Chrysoeriol suppresses nuclear factor (NF)-κB and activator protein (AP)-1 activation in LPS-treated RAW 264.7 cells
Western blot analysis was applied in order to analyze the activated status of NF-κB and AP-1, and phosphorylation of each subunit of both transcription factors p65 and c-jun was significantly inhibited by chrysoeriol treatment in a dose-dependent manner (Fig. 2). Therefore, chrysoeriol treatment ameliorated LPS-induced inflammatory circumstances in RAW 264.7 cells.
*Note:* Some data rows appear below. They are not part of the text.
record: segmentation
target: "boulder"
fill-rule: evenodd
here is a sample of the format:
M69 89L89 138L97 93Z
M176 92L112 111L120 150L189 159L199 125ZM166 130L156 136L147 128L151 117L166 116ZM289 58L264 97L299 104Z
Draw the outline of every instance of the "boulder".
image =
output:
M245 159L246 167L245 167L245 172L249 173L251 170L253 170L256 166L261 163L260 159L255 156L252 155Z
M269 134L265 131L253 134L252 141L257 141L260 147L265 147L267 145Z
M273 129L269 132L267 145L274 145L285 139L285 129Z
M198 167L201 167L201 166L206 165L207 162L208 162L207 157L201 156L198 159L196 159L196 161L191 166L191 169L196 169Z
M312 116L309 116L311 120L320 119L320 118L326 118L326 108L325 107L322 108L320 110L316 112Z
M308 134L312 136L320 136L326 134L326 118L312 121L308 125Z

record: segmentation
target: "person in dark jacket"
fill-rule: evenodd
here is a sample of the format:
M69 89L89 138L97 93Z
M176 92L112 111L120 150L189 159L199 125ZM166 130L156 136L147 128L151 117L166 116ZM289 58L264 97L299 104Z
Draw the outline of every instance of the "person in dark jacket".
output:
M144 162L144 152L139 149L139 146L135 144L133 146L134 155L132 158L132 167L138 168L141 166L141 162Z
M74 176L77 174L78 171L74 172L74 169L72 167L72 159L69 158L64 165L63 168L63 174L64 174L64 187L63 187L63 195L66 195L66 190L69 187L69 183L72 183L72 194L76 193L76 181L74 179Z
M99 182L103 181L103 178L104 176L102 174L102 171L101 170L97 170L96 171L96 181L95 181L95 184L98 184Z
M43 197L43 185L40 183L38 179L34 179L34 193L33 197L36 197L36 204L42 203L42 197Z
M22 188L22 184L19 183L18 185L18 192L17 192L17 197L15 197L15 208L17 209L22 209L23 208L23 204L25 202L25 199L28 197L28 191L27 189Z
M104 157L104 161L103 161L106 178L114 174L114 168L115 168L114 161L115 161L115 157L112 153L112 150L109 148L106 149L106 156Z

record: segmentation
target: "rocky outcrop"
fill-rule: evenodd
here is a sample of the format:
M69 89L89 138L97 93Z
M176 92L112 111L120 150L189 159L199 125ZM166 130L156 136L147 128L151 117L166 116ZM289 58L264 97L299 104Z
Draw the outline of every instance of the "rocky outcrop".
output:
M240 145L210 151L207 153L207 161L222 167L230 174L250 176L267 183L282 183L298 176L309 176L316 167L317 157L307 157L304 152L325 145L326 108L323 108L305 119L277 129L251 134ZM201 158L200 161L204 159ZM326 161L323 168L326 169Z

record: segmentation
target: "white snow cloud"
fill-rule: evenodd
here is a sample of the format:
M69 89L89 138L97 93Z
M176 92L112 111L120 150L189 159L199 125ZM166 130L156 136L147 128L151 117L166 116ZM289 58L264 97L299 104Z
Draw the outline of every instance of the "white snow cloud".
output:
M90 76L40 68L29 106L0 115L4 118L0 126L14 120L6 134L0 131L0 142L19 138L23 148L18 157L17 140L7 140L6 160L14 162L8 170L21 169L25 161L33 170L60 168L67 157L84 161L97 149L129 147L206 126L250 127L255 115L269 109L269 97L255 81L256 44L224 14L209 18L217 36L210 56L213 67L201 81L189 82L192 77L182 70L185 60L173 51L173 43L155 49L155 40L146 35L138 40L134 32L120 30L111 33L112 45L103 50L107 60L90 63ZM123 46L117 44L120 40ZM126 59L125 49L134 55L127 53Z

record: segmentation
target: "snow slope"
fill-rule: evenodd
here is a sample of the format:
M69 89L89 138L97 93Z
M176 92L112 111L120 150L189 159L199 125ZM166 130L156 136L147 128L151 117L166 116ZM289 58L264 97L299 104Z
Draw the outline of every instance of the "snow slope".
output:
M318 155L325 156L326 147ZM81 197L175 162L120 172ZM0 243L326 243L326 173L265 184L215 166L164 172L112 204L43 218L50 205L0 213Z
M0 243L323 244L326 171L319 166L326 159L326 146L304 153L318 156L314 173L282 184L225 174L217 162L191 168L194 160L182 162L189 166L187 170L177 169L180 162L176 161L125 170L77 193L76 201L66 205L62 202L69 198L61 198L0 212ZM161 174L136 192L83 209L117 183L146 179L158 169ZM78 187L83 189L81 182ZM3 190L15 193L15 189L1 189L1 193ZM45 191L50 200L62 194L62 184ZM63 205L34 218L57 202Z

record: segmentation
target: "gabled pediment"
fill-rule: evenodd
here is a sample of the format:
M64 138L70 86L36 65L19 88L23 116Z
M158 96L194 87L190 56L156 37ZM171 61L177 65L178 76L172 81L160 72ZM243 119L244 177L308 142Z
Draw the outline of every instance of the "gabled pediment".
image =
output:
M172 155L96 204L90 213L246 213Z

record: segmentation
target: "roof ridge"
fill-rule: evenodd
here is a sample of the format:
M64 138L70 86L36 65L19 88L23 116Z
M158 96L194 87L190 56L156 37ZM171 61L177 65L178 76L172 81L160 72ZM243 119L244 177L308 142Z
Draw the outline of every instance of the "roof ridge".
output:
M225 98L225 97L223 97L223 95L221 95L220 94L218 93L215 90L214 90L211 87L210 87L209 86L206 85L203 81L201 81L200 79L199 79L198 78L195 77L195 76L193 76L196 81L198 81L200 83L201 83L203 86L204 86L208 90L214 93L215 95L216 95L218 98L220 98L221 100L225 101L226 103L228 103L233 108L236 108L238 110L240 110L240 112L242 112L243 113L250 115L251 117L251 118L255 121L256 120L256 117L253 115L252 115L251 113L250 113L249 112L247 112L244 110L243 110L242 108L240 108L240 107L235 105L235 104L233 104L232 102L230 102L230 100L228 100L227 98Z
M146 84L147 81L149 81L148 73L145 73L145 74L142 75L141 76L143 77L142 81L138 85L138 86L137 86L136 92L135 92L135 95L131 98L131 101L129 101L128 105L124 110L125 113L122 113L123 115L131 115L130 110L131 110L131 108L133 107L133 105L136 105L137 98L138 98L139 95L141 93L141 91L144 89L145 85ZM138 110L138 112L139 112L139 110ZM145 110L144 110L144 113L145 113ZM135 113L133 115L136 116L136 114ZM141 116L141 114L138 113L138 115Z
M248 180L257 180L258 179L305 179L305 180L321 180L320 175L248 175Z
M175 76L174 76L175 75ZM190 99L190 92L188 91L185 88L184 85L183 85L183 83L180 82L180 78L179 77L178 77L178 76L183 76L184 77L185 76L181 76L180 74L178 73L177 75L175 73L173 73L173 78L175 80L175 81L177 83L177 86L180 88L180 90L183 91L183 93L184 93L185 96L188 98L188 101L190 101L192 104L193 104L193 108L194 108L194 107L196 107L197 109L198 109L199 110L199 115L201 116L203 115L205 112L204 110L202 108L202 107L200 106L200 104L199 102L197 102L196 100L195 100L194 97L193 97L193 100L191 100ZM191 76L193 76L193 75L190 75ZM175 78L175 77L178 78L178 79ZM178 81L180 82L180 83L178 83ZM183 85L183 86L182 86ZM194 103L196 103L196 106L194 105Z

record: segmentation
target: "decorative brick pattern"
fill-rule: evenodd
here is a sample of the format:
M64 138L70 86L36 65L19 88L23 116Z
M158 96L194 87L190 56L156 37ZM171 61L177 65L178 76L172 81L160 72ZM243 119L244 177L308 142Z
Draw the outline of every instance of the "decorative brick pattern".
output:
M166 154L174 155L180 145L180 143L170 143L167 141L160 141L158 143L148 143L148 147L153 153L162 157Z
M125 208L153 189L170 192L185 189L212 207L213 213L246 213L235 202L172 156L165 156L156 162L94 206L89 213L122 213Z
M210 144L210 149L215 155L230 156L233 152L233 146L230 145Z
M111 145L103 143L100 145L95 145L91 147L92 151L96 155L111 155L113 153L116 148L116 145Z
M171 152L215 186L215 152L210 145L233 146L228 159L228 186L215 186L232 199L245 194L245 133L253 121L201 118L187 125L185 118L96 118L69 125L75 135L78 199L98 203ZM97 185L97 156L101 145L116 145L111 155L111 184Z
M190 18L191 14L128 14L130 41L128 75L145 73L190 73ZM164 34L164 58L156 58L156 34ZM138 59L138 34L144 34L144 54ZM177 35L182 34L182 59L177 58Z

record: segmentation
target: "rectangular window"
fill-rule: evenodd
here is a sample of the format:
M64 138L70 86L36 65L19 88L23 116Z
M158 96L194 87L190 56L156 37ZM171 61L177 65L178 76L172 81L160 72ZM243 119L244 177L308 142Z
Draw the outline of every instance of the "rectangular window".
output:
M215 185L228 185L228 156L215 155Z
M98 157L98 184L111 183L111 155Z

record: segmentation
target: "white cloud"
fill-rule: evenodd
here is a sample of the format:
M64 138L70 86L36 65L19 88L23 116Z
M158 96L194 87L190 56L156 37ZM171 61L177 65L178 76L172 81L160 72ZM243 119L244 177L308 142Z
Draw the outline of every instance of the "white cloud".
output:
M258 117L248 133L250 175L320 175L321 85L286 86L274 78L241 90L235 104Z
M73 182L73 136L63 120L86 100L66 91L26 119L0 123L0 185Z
Chrysoeriol inhibits PI3K and p38 phosphorylation levels via TLR4/MyD88 inactivation in LPS-treated RAW 264.7 cells
To identify the upstream signaling molecules that can regulate NF-κB and AP-1 activation, the phosphorylation of PI3K and MAPK was measured by western blot analysis. Chrysoeriol significantly inhibited Akt and p38 phosphorylation, while slightly affecting JNK activation (Fig. 3A). Furthermore, ERK was not affected by chrysoeriol treatment in RAW 264.7 cells.
A selective inhibitor of each signaling molecule was used to assess the role of PI3K and MAPK signaling molecules in LPS-stimulated inflammatory cascades. LY294002 and SB202190, selective inhibitors of PI3K and p38, respectively, significantly inhibited COX-2 expression, but SP600125 did not affect COX-2 expression in LPS-stimulated RAW 264.7 cells (Fig. 3B). Moreover, COX-2 expression was most highly inhibited when LY294002, SB202190, and SP600125 treatments were applied together in RAW 264.7 cells.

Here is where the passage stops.